No Federal Power over Guns, Even if the 2nd Amendment Never Existed

No Federal Power over Guns, Even if the 2nd Amendment Never Existed

Proponents of federal gun control have seized upon the most recent shooting to advance their agenda, predictably trotting out the same worn narratives.

Chief among these we find the argument that the Second Amendment was only intended to protect a “corporate” right of the “people” to keep and bear arms, and that it was meant to apply only to militia service.

I’ve covered the relationship between the Second Amendment and the militia in my Constitution 101 series, explaining the militia was not an exclusive body of people, and it certainly wasn’t the National Guard, which was not established until 1903. As George Mason explained it, the people were essentially the militia.

I ask, Who are the militia?
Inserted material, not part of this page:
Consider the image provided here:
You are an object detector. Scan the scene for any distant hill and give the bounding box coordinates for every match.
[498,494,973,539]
They consist now of the whole people, except a few public officers.”

But for the sake of argument, let’s accept a narrow interpretation of the Second Amendment. Let’s assume it only relates to service in the militia.

The federal government still has no authority to regulate firearms.
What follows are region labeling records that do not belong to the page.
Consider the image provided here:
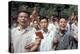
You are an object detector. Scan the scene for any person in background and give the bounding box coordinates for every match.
[40,17,55,51]
[11,10,39,53]
[55,18,76,50]
[30,9,38,26]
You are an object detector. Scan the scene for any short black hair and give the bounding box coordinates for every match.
[17,10,30,17]
[39,16,48,22]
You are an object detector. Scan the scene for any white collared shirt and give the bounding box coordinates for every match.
[11,26,35,53]
[40,30,55,51]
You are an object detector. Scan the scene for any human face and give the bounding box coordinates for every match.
[59,18,67,30]
[33,21,38,28]
[40,19,48,30]
[17,12,29,26]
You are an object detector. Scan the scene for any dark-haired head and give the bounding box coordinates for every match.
[39,16,48,22]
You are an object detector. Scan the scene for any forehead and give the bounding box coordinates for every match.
[18,12,28,16]
[59,18,66,22]
[33,20,38,23]
[40,19,47,22]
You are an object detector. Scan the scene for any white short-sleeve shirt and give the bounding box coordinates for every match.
[11,27,35,53]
As I explained in my Constitution 101 article on the Second Amendment, the Constitution only delegates specific powers to the federal government. The enumeration of certain powers logically excludes all powers not listed. Designato unius est exclusio alterius is a legal maxim meaning, “the designation of one is the exclusion of the other.” You will find no authority to regulate firearms or ban certain types of weapons in the Constitution. The supporters of the Constitution consistently argued that the federal government would not possess the authority to exercise any power not explicitly given.

As a condition of ratification many states insisted on a Bill of Rights, including amendments to make this rule of construction explicit. The result was the Ninth and Tenth Amendments.

So, even if the Second Amendment was never ratified, or if we accept the very narrow application preferred by progressives, the federal government still cannot infringe on the individual right to self-defense.

The Ninth Amendment was ratified to ensure that listing certain rights in the Bill of Rights would not be construed as all-inclusive.